Currently touring on the strength of their second major album White Paint, which dropped in February, lead singer and guitarist Menno Versteeg has seen the evils of fast financial success and has done his best to keep his focus pure.

“Any battle of the bands can definitely be really lame,” Versteeg said. “Music is not a competition, you know. I mean (Live 88.5) helped a lot of bands to get a jumpstart on things… but they were giving away a quarter of a million dollars a year and that’s way more than most of the other indie bands in Canada would come close to making.”

After seeing a few contest winners mismanage such a large sum of money over a few years, Live 88.5 changed the big money shot first prize total to a more reasonable $5,000 and now offers industry based-help for artists.

Versteeg is thankful his band received the right guidance after winning such a substantial chunk of winnings.

“Most bands have no idea how to spend a quarter of a million dollars. You need to spend that properly and that contest has had a few success stories, but it’s had a couple of dismal failure stories, too, from giving a lot of money to bands who didn’t have the infrastructure to spend that money properly,” Versteeg added.

Overall, Versteeg and his bandmates are thankful for winning the contest and have seen the importance of money in success as a band.

Although artists don’t often like to talk about the almighty dollar, Versteeg knows that the cost of touring, making videos and mass-distributing your own music is not cheap.

“We had really good management, and we were on our way already, and we used that money to start our own record label, but we had people who know what they were doing, and they were helping us and that made all the difference”, he added.

Always using art as a channel for their music, Hollerado decided to make a video and to have a special launch party for the packaging and creation of White Paint.

The video features all of the band members and hundreds of friends, family and fans all adding a personal stroke of white paint to their new album covers.

“There is something great about that video – to have so many people in the same space working on one thing. It was a really good time. We threw a big party and had a big collaborative art project.”

Keeping a childlike, starry-eyed approach to art is important for Versteeg and his bandmates, as serious art can often carry a pretentious air with it.

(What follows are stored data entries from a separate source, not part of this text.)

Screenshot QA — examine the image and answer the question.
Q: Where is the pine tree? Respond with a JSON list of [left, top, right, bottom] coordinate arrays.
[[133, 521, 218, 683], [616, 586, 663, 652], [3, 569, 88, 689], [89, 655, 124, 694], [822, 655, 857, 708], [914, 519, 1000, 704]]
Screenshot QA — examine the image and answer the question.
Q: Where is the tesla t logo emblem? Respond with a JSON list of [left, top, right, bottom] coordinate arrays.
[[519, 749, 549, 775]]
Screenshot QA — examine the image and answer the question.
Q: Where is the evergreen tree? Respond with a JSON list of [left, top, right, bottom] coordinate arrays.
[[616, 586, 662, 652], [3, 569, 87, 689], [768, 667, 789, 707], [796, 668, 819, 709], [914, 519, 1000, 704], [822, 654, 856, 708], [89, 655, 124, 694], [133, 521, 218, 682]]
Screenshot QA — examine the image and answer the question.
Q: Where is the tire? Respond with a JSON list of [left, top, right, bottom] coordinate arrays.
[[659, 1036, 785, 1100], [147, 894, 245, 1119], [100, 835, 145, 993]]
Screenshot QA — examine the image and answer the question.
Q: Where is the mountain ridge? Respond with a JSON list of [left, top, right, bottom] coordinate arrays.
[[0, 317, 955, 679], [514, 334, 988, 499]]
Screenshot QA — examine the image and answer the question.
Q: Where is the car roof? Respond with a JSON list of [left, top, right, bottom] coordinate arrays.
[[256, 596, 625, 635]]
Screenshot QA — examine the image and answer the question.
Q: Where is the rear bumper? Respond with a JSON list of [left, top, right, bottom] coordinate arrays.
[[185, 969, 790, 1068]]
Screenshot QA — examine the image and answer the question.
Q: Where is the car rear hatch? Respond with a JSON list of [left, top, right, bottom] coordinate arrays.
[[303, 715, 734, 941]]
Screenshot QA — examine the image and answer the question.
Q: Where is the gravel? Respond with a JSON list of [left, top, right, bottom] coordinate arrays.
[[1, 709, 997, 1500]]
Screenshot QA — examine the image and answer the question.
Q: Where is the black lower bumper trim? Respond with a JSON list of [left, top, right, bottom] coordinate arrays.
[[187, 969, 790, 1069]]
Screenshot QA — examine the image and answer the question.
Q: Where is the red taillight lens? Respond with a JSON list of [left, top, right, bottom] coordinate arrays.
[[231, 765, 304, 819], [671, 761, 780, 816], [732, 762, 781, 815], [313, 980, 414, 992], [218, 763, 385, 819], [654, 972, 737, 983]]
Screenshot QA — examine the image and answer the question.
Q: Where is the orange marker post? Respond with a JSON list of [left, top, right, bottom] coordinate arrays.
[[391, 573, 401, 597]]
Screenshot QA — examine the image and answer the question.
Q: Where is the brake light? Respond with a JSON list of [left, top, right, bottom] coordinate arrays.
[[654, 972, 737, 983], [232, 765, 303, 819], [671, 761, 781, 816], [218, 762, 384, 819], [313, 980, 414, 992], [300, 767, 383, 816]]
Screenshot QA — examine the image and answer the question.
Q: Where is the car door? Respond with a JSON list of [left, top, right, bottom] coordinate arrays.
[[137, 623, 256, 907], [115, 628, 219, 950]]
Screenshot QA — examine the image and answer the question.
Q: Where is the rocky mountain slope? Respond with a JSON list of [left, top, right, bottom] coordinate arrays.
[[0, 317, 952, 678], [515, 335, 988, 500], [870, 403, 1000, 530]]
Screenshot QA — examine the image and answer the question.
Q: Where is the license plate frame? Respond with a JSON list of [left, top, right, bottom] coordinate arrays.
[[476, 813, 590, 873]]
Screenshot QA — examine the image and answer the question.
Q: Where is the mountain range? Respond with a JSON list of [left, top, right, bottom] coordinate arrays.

“One criticism I often have is that being artistic or artsy is something that has to be taken so seriously, but I totally disagree with that. I think there are all different types of art. Sometimes it can be serious, but sometimes it can be playful,” Versteeg said.

Leaving their wives and loved ones behind, the band has experienced the struggles of touring on a first-hand basis, but they also love the adventures of the open road.

“There’s so much to love about it, but there’s so much to loathe about it,” he added.

“For the love, you can make really close friends, and we have friends all over the world that we’ve spent a few intense months or weeks with, and it’s really bonding to go through the same hardships and the same triumphs with people.”

Having travelled the world over, Versteeg and his raucous crew have a special fondness for Canmore.

“The trip across the country is gruelling, but Canmore is a place where we have many fond stories,” he said.

“We got holed up there once for a van breakdown at the Canmore Hotel, and we stayed three or four days longer than we were supposed to. There were some great people we met during that time – especially a guy with one eye and a Montreal Canadiens tattoo, and a shrine to the Canadiens in his bedroom.”